I found 6 disks with 4 pegs to be 23 moves, so that would be too much for k to be 6.

$2T(6, 4) + T(2, 3) = 2 \times 23 + 3 = 49$

I tried $k=3$ ; but, then moving 5 disks with 3 pegs takes 31 moves.

$2T(3, 4) + T(5, 3) = 2\times 7 + 31 = 45$

So, k can be either 4 or 5 and the problem can be solved to 33 moves.
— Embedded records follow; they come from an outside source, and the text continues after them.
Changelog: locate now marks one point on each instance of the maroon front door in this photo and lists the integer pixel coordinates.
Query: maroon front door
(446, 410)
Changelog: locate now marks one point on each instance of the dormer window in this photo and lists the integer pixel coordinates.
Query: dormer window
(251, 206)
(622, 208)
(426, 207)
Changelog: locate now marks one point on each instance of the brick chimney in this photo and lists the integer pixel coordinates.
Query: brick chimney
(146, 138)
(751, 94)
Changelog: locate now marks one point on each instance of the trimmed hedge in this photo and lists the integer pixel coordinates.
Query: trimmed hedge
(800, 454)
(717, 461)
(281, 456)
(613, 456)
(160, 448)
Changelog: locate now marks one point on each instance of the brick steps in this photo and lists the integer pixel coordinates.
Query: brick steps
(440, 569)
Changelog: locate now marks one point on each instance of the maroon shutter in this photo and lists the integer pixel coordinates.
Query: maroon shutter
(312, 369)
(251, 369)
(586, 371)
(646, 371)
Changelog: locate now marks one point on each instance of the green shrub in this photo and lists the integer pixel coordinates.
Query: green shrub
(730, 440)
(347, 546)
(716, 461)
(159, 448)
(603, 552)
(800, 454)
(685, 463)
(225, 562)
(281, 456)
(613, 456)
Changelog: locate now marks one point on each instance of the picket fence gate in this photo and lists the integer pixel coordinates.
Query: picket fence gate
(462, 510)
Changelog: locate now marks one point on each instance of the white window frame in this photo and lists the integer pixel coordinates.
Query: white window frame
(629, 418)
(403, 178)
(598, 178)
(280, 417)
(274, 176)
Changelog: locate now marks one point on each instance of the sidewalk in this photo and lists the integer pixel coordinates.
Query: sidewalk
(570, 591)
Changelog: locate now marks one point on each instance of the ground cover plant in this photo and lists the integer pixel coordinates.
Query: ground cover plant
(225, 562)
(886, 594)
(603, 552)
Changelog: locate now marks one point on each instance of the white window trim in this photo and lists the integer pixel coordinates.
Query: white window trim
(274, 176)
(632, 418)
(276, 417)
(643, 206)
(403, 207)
I was going to form some code that would check my work; but, I got impatient and decided to just put in 33 and see if I was right. I got lucky. So, I cheated and looked up the formula on wikipedia, brute-forced on paper, hoped that I was right .. not my proudest answer ...

let f(n) be the minimum number of moves for n plates it is easy to find that f(1)=1 f(2)=3 f(3)=5 f(4)=9 now back to the problem the easiest way to solve it is to dived the problem into 2 parts

1- move n/2 plates using the 4 poles to a pole which is not the final pole

2- move the remaining plates using only 3 poles to the final pole which is the original towers of hanoi which can be found from f(n)=2^n -1

3- move n/2 plates from the 1st step using the 4 poles to the final pole

so f(8)={2 x f(4)using 4 poles + f(4)using 3 poles }= 2 x 9+(2^4 -1)=18+15=33

Once again, Jugaad comes for rescue:

MinTry[] is the array Simulate for 1,2,3 discs. (=1,3,5 respectively) Now simulate for 4 discs. (=9)

The idea: for transferring n discs, you should transfer n-k (light) discs using 4 poles, transfer k (heavy) discs using 3 poles, and transfer n-k (light) discs using 4 poles.

This can be done in 2*MinTry[n-k] + 2^k-1 moves =f(n,k)

Do this for all k, from 1 thru n-1.

Let MinTry[n]= minimum f(n,k)

Return MinTry[8]=33

I solved this be visualizing it, but when I had a look back at it, I decided to find a formula, which I have so far been unable to do. I do know that the minimum moves with 4 towers are as follows: (1 - 1) (2 - 3) (3 - 5) (4 - 9) (5 - 13) (6 - 19) (7 - 25) (8 - 33) and because of the pattern of increases, i'd guess that 9 is 41 and 10 is 51

I also know that the formula for 3 towers is f(x)= (2^x)-1. Anyone who finds a formula let me know.